Even Distribution of Missing Zip Code Level Data
Due to differences in the zip codes that the American Community Survey (ACS) considers to be subregions of counties compared to IMPLAN data, there can be misalignment between raw data and the IMPLAN data that is used to create the demographic expansion figures. This is because the process for Estimating Zip Code Data is separate from the production of Enhanced Demographic Data.
A common issue that this causes involves county-level non-zero values with child zip code level zero values. For instance, a county may indicate that there are non-bilingual speakers of “Asian and Pacific Island Languages”, while the zip codes that belong to that county indicate that there are no individuals that fall into that category. Another example would be a county that indicates there are females in the age ranges of 20 to 24, while no females aged 20 to 24 exist in any of the zip codes that fall under said county according to IMPLAN data.
In the first release of the enhanced demographic data, IMPLAN economists hand-assigned values to cover these differences, most often to the zip code that had the highest population out of the group of zip codes that belonged to the county in question. As of 2021, county-level values are now distributed evenly amongst component zip codes in the event that this mismatch occurs, for first estimates only. This will ensure maximum comparability across years. Note that this is done prior to geographically controlling and RASing all zip code level data.

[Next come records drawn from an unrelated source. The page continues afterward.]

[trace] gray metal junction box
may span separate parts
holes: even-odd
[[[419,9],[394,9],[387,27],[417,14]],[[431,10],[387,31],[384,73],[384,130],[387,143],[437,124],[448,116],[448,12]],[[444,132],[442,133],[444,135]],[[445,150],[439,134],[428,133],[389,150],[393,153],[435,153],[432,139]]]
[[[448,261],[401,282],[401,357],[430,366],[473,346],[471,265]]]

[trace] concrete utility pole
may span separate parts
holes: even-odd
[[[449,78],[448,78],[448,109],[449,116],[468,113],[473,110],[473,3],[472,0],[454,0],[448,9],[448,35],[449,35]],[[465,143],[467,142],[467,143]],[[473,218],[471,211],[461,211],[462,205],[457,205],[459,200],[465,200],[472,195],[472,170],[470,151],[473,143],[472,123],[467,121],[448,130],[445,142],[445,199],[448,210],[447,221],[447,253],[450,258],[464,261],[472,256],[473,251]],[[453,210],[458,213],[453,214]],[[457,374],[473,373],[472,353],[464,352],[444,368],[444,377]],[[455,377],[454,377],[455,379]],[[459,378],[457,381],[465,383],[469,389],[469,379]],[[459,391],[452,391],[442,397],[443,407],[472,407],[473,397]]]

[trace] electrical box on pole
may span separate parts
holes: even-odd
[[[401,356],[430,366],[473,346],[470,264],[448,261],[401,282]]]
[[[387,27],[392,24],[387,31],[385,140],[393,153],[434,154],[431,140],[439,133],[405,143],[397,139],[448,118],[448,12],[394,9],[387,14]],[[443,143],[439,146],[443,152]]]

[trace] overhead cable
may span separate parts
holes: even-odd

Improved Household Occupancy Data Estimation
Prior to 2021, Housing Occupancy estimates for zip codes were able to include estimates where households existed in a region, with none of them occupied and some falling under various vacancy categories. Occupancy estimations now incorporate measures to ensure that if households exist in a zip code, there are also some occupied households. It is estimated that about 0.2% of zip codes were affected by this change in both 2020 and 2021 releases.